Preliminary data from studies in animals and humans show that stent based paclitaxel delivery reduced stent induced intimal thickening.3 ,4 The time correlation between angiographic follow up and the clinical event excludes intimal hyperplasia as pathogenic phenomenon of the event. Furthermore, the observation that the abrupt vessel occlusion at the stent site occurred soon after the interruption of combined antiplatelet treatment with aspirin and ticlopidine suggests that the late clinical event had a thrombotic genesis. Possible mechanisms responsible for late thrombosis may be the delayed or incomplete re-endothelialisation of the stent struts in addition to stent thrombogenicity or neointimal dysfunction determined by paclitaxel. Histological characterisation of tissue responses in the presence of paclitaxel in animals indicates that healing is arrested, with sustained (up to six months) presence in the neointima of inflammatory cells as part of this delayed healing.6 Such an incomplete healing process may prolong the period of vessel wall thrombogenicity, as observed after endovascular radiation therapy.7 In addition, although animal studies showed that re-endothelialisation of the injured segment was affected only at a high dose of paclitaxel,8 these results cannot be directly transferred to the human situation.

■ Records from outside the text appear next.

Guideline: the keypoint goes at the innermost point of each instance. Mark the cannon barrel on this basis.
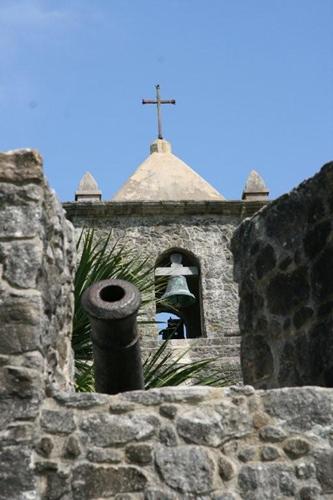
(112, 307)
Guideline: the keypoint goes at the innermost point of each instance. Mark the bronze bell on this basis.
(177, 293)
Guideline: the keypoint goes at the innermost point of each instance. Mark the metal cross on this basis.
(158, 102)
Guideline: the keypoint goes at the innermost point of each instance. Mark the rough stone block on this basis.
(188, 469)
(118, 430)
(91, 482)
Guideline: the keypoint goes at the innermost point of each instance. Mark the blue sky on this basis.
(253, 82)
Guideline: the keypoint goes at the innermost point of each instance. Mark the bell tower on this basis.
(183, 225)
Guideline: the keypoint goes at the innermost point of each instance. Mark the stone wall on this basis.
(173, 443)
(283, 264)
(36, 264)
(187, 443)
(202, 228)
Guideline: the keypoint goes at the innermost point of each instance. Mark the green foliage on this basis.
(100, 260)
(161, 369)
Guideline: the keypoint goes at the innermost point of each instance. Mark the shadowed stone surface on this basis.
(224, 443)
(36, 303)
(286, 287)
(184, 442)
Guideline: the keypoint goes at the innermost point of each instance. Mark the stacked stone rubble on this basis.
(284, 267)
(36, 263)
(187, 443)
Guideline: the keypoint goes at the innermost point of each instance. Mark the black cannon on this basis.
(112, 306)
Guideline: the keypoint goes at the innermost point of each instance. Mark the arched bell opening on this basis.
(180, 293)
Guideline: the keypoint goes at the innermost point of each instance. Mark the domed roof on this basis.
(88, 189)
(164, 177)
(255, 187)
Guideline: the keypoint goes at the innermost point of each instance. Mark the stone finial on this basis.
(160, 146)
(88, 189)
(255, 188)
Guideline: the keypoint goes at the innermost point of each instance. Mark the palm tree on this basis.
(102, 260)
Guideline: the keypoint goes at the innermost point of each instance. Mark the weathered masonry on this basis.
(165, 208)
(186, 443)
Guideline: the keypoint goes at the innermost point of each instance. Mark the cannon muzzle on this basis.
(112, 307)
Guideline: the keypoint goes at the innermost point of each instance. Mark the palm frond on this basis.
(100, 259)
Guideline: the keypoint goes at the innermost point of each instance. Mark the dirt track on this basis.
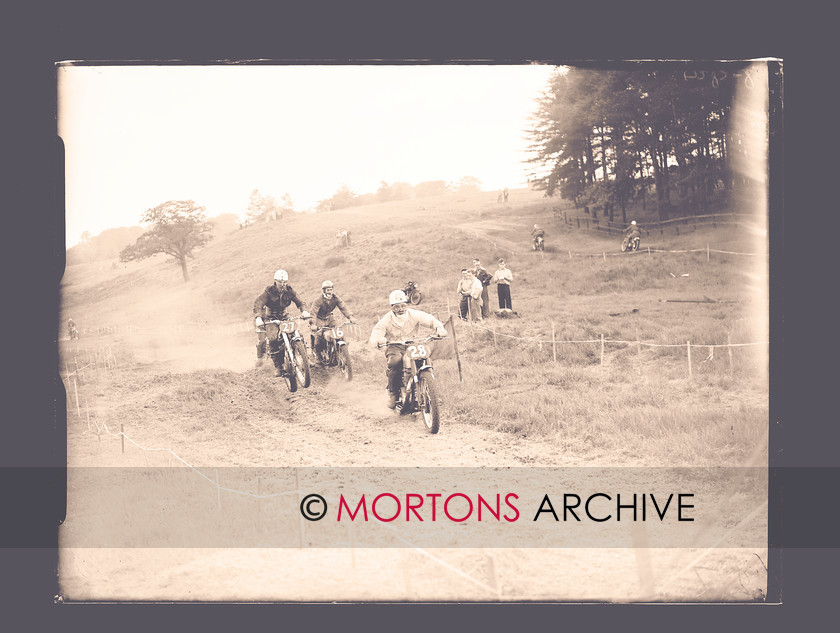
(332, 423)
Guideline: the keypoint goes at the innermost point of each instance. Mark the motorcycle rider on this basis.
(323, 308)
(400, 324)
(535, 233)
(272, 304)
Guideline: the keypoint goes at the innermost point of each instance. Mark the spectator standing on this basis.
(503, 278)
(484, 278)
(469, 289)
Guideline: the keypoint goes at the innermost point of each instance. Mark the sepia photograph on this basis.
(401, 332)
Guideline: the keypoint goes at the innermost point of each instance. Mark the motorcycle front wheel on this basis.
(304, 378)
(427, 400)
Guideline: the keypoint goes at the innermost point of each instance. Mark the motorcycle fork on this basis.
(289, 353)
(410, 388)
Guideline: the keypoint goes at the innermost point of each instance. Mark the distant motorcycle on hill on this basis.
(630, 243)
(413, 293)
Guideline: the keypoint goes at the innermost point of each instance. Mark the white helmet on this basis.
(397, 296)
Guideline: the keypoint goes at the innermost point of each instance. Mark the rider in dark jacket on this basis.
(272, 304)
(323, 308)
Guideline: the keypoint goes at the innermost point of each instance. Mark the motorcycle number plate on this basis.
(417, 351)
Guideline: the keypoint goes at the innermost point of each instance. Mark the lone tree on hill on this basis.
(178, 228)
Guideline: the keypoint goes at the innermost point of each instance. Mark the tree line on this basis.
(605, 138)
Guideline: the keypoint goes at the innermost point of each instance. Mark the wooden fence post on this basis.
(729, 349)
(455, 345)
(218, 491)
(638, 354)
(76, 392)
(688, 349)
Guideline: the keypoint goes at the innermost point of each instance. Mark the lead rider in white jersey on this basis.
(400, 324)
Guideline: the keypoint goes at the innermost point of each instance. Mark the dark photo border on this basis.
(38, 36)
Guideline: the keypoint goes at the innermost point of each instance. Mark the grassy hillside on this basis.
(635, 401)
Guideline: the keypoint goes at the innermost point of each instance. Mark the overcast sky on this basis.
(137, 136)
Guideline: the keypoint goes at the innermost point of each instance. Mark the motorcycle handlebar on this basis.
(410, 341)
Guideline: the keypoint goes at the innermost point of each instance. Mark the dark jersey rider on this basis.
(272, 304)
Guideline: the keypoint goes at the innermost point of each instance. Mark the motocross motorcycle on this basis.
(630, 243)
(335, 352)
(288, 351)
(413, 293)
(419, 392)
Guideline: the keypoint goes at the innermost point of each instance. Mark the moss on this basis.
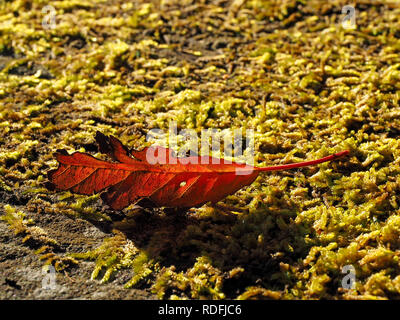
(286, 69)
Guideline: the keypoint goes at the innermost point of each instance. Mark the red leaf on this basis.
(135, 175)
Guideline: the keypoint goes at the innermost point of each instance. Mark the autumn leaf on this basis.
(154, 176)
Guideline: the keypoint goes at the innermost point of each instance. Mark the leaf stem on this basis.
(305, 163)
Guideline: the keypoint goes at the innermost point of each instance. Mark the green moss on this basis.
(286, 69)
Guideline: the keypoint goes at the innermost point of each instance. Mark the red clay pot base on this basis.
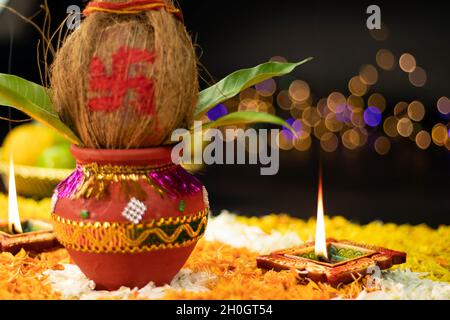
(113, 262)
(111, 271)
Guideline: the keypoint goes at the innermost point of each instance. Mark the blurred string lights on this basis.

Until large studies address the timing of complete vessel healing after paclitaxel eluting stent implantation or the role of endothelial dysfunction is better defined, the clinician should consider the use of combined treatment with two antiplatelet agents indefinitely (aspirin plus ticlopidine or aspirin plus clopidogrel).
This single case report highlights the problem that late coronary thrombosis following paclitaxel eluting stent implantation may be an important limitation of restenosis prevention by some drug eluting stents. In the absence of other data, we think that combined antiplatelet treatment should be continued in the long term, unless it is contraindicated.